Dynamic Geometry using Logic Programming
Supervisor: Frank Kriwaczek (Room 431)
A dynamic geometry system allows you to draw basic geometric entities, such as points, lines and polygons at arbitrary positions on a blank sheet. You can then start to construct new items based on these entities and on other items already constructed.
For example, you could start out drawing three points on the sheet and then construct a triangle with the points as vertices. After this you could construct three medians (i.e., the line segments joining verices with the mid-points of the opposite sides).
Once you have created a diagram you may notice interesting geometric properties.
For example, the three medians are concurrent (i.e., they intersect in a single point).
You can then check whether this property is "an invariant", or is just a lucky consequence of the particular positions and dimensions of the original entities you drew.
For example, you can click on one of the original points, drag it to a new position and observe as the diagram adjusts itself, with the three medians still concurrent.
Your observation may lead you to hypothesize a general result, which you could then try to prove using traditional methods of Euclidean Geometry.

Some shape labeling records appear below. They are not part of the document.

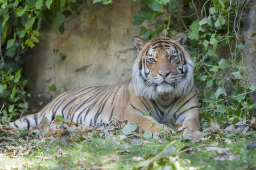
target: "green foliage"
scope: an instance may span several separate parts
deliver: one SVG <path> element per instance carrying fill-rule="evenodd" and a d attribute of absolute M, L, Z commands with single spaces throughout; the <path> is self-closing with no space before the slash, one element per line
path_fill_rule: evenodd
<path fill-rule="evenodd" d="M 250 117 L 255 116 L 256 108 L 250 99 L 255 86 L 250 84 L 243 61 L 242 50 L 246 46 L 239 39 L 245 1 L 197 1 L 195 5 L 195 1 L 183 1 L 179 8 L 176 1 L 168 1 L 165 2 L 166 11 L 152 7 L 151 1 L 141 2 L 142 7 L 135 14 L 133 24 L 147 20 L 155 28 L 142 26 L 139 36 L 146 40 L 163 36 L 171 38 L 186 29 L 203 121 L 212 119 L 224 126 L 224 120 L 235 124 L 246 118 L 248 122 Z M 151 15 L 147 15 L 149 11 L 152 11 Z M 226 56 L 220 53 L 221 50 L 228 52 Z"/>
<path fill-rule="evenodd" d="M 84 1 L 0 1 L 2 121 L 9 121 L 28 108 L 26 97 L 30 95 L 24 90 L 28 78 L 23 73 L 24 60 L 21 55 L 39 42 L 41 25 L 50 26 L 63 33 L 66 18 L 72 12 L 70 9 L 79 14 L 79 5 Z M 256 88 L 250 84 L 250 75 L 243 62 L 242 50 L 246 46 L 239 40 L 241 14 L 246 7 L 244 2 L 142 0 L 141 10 L 134 15 L 133 25 L 146 21 L 152 26 L 141 27 L 139 36 L 146 40 L 163 36 L 172 37 L 178 31 L 186 31 L 187 52 L 195 61 L 195 80 L 203 122 L 208 122 L 209 116 L 234 122 L 235 116 L 238 119 L 255 116 L 256 104 L 250 97 Z M 106 5 L 112 1 L 94 0 L 93 3 L 96 3 Z M 228 52 L 226 56 L 220 56 L 220 50 Z M 66 91 L 65 87 L 63 90 Z M 59 93 L 55 84 L 49 87 L 49 91 Z M 224 125 L 220 118 L 214 120 Z"/>

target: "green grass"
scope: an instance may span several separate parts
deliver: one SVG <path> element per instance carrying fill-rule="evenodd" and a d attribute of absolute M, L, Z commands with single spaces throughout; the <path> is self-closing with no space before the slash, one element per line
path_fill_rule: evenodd
<path fill-rule="evenodd" d="M 256 169 L 254 128 L 246 135 L 208 125 L 193 143 L 183 133 L 138 135 L 136 125 L 118 120 L 93 128 L 53 122 L 28 131 L 0 127 L 0 169 Z M 134 130 L 125 135 L 125 129 Z"/>

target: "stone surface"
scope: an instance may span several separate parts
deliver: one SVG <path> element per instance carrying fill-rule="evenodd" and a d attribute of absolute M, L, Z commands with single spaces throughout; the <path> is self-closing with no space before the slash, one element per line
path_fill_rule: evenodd
<path fill-rule="evenodd" d="M 248 6 L 251 7 L 245 9 L 243 16 L 252 16 L 242 19 L 241 39 L 246 45 L 242 50 L 244 62 L 254 81 L 250 83 L 256 85 L 255 1 Z M 67 19 L 64 35 L 42 29 L 39 43 L 28 52 L 24 67 L 30 78 L 30 108 L 39 110 L 51 101 L 52 93 L 49 95 L 48 88 L 52 84 L 69 90 L 130 78 L 137 56 L 132 40 L 139 33 L 139 27 L 131 24 L 141 7 L 133 1 L 117 0 L 108 5 L 93 5 L 92 0 L 87 1 L 79 8 L 80 15 L 72 12 Z"/>

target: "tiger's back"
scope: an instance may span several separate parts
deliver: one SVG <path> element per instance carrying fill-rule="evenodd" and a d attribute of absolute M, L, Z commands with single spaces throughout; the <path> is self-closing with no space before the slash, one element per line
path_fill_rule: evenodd
<path fill-rule="evenodd" d="M 57 115 L 85 125 L 110 121 L 113 117 L 136 123 L 144 131 L 156 134 L 174 118 L 180 129 L 200 134 L 199 105 L 194 86 L 193 62 L 184 48 L 184 32 L 172 39 L 148 42 L 134 37 L 138 57 L 132 79 L 112 86 L 88 86 L 65 92 L 40 112 L 9 125 L 27 129 L 44 117 L 51 121 Z M 150 112 L 150 116 L 143 116 Z M 168 131 L 167 128 L 165 128 Z"/>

The three best known dynamic geometry systems are Cabri Geomètre (French), The Geometer's Sketchpad (American) and Cinderella (German). Each can be used as a desktop application, although they all now offer the facility of exporting completed diagrams as live Java applets, to experiment with over the Web. See for example:
Cabri: http://www-cabri.imag.fr/cabrijava/index.html
Geometer's Sketchpad: http://www.keypress.com/sketchpad/java_gsp/gallery.html
Cinderella: http://www.cinderella.de/en/demo/
The aim of this project is to build a rudimentary dynamic geometry system using Logic Programming languages Prolog and / or CLP. You will probably need to link up your logic programming engine and knowledge base to an interactive graphics system written in another language such as Java, Visual Basic or Tcl/Tk.SICStus Prolog provides such interfaces. It would be desirable, but not essential to inculde an "Export to Web" facility.